The perception of the influence of funders varied significantly
amongst survey participants, the biggest variation being between large
and small ship owners. Large organisations tend to see access to green
finance as being relatively straightforward, with the challenge being
finding projects which match the funders criteria.
Smaller owners generally don’t issue their own bonds, but alongside
the larger operators they are being asked to meet environmental
performance criteria to access finance. They increasingly see the cost
of their funding being linked to their environmental performance and can
even find themselves risking default on their lending covenants if they
fail to meet baseline environmental performance commitments.
While securing effective financing can be a challenge for smaller
owners, they will need to find solutions to survive. Looking on the
bright side, smaller owners have the potential to move faster if they
have a good plan for their fleet. Taking an innovative approach to
raising finance is key – if traditional finance relationships are not
available, then they can think of alternative financing structures such
as the growing number of specialist funders seeking to fund retrofit
Regardless, environmental performance is an increasing focus in all
financing discussions. Whilst the ship owner may not be issuing bonds,
the bank providing a loan may well have obtained its funding linked to
environmental performance and in any event a threat to the earning
capacity of a vessel is also a threat to the value of the funder’s
Many shipowners have reflected that they are being asked by their
funders for more data linked to their environmental performance when
seeking finance. Being able to provide accurate environmental data isn’t
just important in providing ongoing information to funders, it’s
essential in assessing what is deliverable when committing to a program
of ongoing improvement at the commencement of a new funding facility.

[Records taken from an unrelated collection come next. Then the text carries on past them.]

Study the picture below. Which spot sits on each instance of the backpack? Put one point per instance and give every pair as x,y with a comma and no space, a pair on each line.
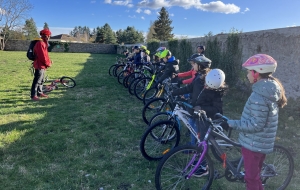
30,54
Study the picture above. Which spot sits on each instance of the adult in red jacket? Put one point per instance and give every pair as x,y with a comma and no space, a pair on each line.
40,64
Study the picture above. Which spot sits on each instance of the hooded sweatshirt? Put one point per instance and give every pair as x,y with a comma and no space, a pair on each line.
259,121
170,68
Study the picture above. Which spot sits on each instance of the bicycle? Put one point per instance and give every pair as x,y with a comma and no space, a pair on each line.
176,169
163,136
65,81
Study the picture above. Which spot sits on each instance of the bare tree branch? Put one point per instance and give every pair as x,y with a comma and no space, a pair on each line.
12,15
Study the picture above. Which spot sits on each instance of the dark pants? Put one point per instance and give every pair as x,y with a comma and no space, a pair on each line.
37,83
202,127
253,163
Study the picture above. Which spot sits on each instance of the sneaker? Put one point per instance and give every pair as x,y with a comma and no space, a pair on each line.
43,95
201,171
35,98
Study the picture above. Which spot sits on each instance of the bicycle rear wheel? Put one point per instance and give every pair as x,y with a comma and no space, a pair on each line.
111,68
154,106
67,82
140,87
150,94
174,167
159,139
122,75
278,169
132,85
118,69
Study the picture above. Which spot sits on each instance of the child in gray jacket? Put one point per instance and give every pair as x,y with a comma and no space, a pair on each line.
259,121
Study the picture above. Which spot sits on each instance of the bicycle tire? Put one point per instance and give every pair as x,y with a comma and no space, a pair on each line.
150,108
232,152
160,138
111,68
140,87
150,94
67,82
122,75
279,163
172,170
132,84
161,116
118,69
130,78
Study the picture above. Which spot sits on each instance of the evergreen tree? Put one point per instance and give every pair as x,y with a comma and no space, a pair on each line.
30,29
105,35
46,26
162,26
81,33
151,32
129,36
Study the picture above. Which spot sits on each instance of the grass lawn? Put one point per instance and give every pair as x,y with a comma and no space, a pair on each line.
88,137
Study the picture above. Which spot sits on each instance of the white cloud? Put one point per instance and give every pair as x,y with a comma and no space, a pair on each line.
107,1
214,6
2,11
246,10
120,3
132,16
139,10
57,30
147,11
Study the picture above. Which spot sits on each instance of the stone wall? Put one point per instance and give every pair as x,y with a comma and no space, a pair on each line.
21,45
282,44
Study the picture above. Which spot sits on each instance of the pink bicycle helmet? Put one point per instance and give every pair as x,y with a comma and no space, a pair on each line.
260,63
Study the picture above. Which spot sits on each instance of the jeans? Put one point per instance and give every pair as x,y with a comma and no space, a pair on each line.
253,163
193,124
37,83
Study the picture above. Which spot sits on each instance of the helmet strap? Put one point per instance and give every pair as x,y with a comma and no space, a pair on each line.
255,75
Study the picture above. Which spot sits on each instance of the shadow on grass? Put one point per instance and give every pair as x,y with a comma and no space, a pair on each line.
81,138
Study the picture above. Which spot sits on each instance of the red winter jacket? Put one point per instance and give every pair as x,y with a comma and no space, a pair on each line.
42,60
186,74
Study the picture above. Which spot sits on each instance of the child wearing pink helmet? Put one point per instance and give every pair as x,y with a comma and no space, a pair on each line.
259,121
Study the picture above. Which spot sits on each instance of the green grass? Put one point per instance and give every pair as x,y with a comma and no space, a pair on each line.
86,137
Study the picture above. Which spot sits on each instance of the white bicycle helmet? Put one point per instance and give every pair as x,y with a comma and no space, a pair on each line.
215,78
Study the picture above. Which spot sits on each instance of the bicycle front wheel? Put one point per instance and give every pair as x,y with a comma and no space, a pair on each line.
68,82
278,169
173,169
159,139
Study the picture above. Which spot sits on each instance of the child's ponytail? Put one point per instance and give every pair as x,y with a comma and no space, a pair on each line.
283,100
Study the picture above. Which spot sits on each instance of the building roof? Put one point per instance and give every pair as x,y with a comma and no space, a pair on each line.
64,37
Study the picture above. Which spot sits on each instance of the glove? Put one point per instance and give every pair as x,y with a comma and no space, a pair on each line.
180,81
197,108
225,125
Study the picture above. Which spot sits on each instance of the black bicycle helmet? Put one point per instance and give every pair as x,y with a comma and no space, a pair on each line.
203,61
137,47
201,47
193,57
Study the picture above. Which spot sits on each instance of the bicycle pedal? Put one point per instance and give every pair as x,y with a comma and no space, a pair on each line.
217,175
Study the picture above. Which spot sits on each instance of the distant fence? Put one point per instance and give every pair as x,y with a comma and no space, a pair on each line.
21,45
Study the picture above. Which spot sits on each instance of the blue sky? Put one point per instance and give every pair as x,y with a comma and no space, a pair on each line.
190,17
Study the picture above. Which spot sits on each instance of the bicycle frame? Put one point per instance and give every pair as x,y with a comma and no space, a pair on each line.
210,138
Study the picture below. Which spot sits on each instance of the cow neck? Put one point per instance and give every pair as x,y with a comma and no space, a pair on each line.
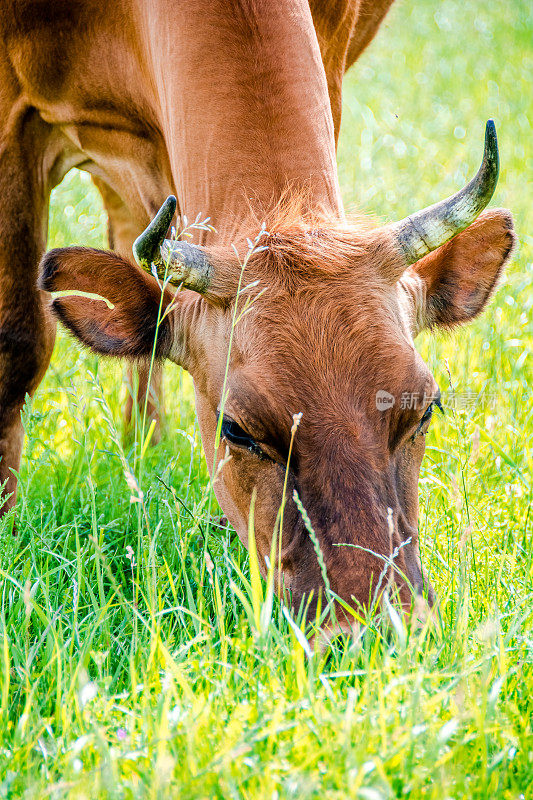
245,110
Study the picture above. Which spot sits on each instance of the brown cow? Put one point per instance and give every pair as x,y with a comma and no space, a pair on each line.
229,107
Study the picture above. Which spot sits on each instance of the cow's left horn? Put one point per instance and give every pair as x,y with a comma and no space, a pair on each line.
430,228
182,263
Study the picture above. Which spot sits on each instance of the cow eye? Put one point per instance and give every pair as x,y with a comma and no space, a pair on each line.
233,433
428,413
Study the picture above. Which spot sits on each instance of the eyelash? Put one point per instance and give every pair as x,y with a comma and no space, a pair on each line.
428,413
233,433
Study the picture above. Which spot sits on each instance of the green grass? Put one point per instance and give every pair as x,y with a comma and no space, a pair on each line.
159,671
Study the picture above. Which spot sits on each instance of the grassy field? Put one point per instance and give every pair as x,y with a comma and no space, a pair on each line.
137,656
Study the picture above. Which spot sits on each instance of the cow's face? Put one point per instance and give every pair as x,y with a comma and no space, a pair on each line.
322,327
300,360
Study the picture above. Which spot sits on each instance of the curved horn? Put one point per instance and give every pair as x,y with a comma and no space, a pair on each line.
146,246
187,265
430,228
183,263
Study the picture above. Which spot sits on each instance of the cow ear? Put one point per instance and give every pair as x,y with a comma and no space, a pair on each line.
453,284
128,328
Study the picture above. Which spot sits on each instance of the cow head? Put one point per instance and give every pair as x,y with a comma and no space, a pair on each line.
318,320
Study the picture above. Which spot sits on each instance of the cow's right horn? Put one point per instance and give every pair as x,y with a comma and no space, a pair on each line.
420,233
181,263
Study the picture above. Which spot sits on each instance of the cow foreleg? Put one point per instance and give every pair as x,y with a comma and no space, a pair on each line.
27,330
142,404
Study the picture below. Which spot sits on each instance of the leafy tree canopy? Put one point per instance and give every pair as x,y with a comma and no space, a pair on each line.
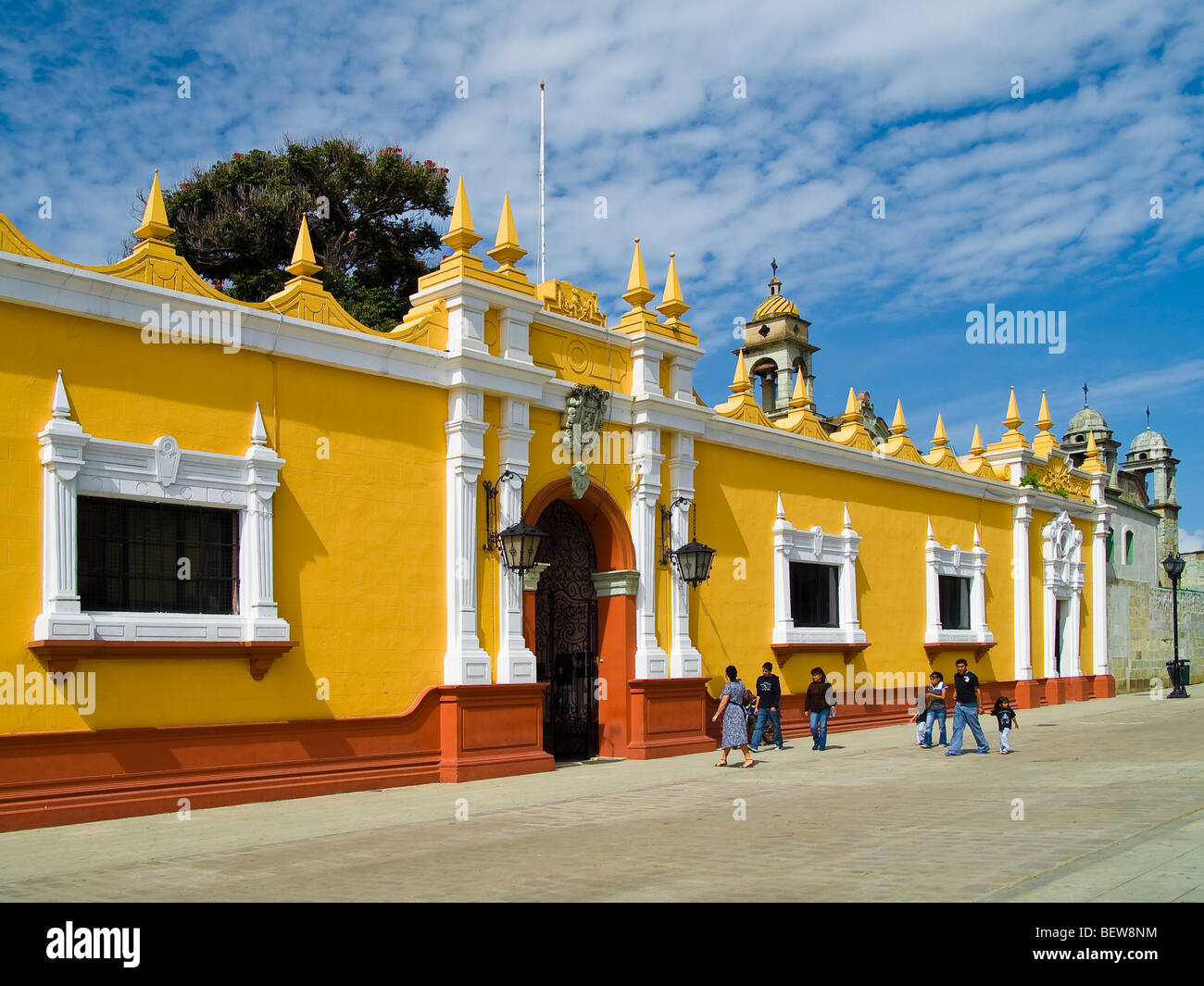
369,211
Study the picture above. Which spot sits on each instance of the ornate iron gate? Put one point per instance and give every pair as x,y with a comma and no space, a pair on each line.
566,622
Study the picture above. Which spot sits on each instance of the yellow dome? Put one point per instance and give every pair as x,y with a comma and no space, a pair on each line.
774,305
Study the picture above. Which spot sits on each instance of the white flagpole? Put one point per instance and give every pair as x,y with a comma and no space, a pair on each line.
543,271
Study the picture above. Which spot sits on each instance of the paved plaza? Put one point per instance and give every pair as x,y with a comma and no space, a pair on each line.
1110,794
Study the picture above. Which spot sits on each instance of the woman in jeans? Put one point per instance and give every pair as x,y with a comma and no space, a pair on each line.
935,710
821,705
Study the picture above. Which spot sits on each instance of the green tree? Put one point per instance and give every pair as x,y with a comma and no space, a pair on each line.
369,211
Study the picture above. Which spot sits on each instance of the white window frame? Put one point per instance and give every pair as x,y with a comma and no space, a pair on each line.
76,462
964,565
815,547
1062,578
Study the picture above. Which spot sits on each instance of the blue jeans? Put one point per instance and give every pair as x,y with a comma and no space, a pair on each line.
774,717
819,729
967,716
937,713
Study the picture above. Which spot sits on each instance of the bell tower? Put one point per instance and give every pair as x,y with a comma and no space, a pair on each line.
777,349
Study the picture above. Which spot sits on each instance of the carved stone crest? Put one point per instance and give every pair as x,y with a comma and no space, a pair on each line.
584,416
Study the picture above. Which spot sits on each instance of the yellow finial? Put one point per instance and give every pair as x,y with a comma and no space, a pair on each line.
155,217
1044,423
1012,419
799,400
976,447
741,383
851,409
672,306
637,293
506,251
304,261
461,236
1091,461
939,440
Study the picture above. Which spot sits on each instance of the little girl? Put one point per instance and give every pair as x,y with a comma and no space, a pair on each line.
1007,718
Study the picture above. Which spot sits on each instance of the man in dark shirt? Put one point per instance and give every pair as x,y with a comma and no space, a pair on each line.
769,705
966,710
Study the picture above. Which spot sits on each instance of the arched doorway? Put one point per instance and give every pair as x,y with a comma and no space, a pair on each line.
566,634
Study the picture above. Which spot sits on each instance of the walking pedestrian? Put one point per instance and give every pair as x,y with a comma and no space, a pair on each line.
966,710
767,705
1007,718
935,710
731,708
820,702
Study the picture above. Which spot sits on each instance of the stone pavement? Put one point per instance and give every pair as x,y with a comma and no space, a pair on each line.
1110,791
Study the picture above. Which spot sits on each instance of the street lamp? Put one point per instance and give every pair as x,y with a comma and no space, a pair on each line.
519,543
693,560
1174,566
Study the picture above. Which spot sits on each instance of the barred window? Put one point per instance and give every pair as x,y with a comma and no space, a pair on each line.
955,602
814,593
157,557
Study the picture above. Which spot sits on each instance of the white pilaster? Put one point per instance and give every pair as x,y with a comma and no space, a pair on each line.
63,442
646,369
685,661
651,661
514,331
257,602
516,662
1099,657
466,324
1022,517
465,662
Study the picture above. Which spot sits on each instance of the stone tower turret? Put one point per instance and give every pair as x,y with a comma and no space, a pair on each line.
777,348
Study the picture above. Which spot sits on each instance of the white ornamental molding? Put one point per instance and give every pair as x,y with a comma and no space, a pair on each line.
815,547
80,464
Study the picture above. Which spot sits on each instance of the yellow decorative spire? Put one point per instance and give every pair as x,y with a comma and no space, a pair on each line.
1012,440
798,400
1012,420
851,409
155,217
1091,461
304,264
741,381
939,440
637,293
976,447
672,306
506,251
1044,442
461,236
1044,423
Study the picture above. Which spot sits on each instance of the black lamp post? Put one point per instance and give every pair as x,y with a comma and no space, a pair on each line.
519,543
693,560
1174,566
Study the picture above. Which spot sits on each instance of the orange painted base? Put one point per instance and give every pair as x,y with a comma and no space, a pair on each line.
492,730
669,718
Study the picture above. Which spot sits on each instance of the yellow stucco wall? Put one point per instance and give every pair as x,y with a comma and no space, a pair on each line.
359,537
733,617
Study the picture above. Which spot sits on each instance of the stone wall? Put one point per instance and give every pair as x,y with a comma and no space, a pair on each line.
1139,633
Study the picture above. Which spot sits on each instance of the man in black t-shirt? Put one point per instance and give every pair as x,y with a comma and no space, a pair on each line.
966,710
769,705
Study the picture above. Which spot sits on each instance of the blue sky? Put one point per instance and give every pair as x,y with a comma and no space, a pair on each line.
1040,203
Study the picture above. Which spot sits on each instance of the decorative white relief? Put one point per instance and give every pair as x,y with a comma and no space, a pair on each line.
75,461
966,565
815,547
1062,580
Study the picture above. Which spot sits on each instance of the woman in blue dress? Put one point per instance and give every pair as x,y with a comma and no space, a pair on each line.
731,706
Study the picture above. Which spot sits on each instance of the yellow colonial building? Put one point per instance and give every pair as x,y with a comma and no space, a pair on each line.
252,550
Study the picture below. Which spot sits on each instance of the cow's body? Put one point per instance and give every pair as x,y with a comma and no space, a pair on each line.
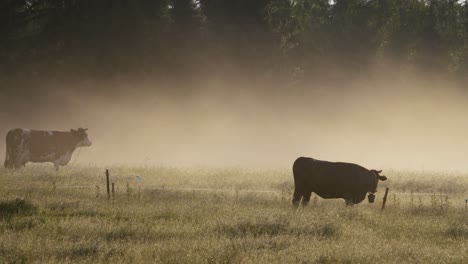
333,180
24,145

Ways of collaborating will need to evolve. Several ship owners have
expressed frustration about how some government funding for clean
technology projects fails to connect with the operating environment that
it is seeking to improve. Whilst there is no reluctance to involve
academia in these projects the survey highlighted a strong desire to see
grant funding more closely linked to the end user and its operating
environment than to desk-based studies.
Collaboration can be forced by government grants which require a
consortium bid, but this often makes participation difficult for smaller
companies which don’t have the internal resource or external network to
build bid consortia. The time taken in the administration of these
processes can also significantly add to the timeline for delivering on
targets, and in some cases the objective of the ship owner needs to be
compromised to meet the terms of the funding.
The need to find a better and more innovative way of collaborating
was the strongest theme in our recent green financing and broader
decarbonisation discussions. Without this, ship owners see problems with
technology providers, yards, financiers and R&D projects holding
back their sustainability goals. They can’t be expected to simply drop
their competitive aims or to sort the challenges out on an ad hoc basis.
Greater collaboration is the answer, and ship owners are ready. Every
senior industry player interviewed confirmed that there is a
willingness to collaborate on projects that will accelerate the uptake
of new technology. They understand that it is critical to achieving the
rapid, fundamental change that is increasingly expected from charterers,
financiers, consumers, and internal stakeholders who all want to
deliver on their own goals and promises. What is needed is more
independent conveners for clean technology projects and perhaps this is
something that the financial community can play a bigger part in.
We recognise that in many cases the decarbonisation challenge is
about revolution, rather than the slow evolution that shipping has been
used to in the past. The existing fleet is worth about $1.8 trillion and
directly or indirectly, much of that sits on the balance sheets of
financial institutions. This provides the incentive needed to bring the
financial community and ship owners together, to align goals and work on
the evolution of their industries together.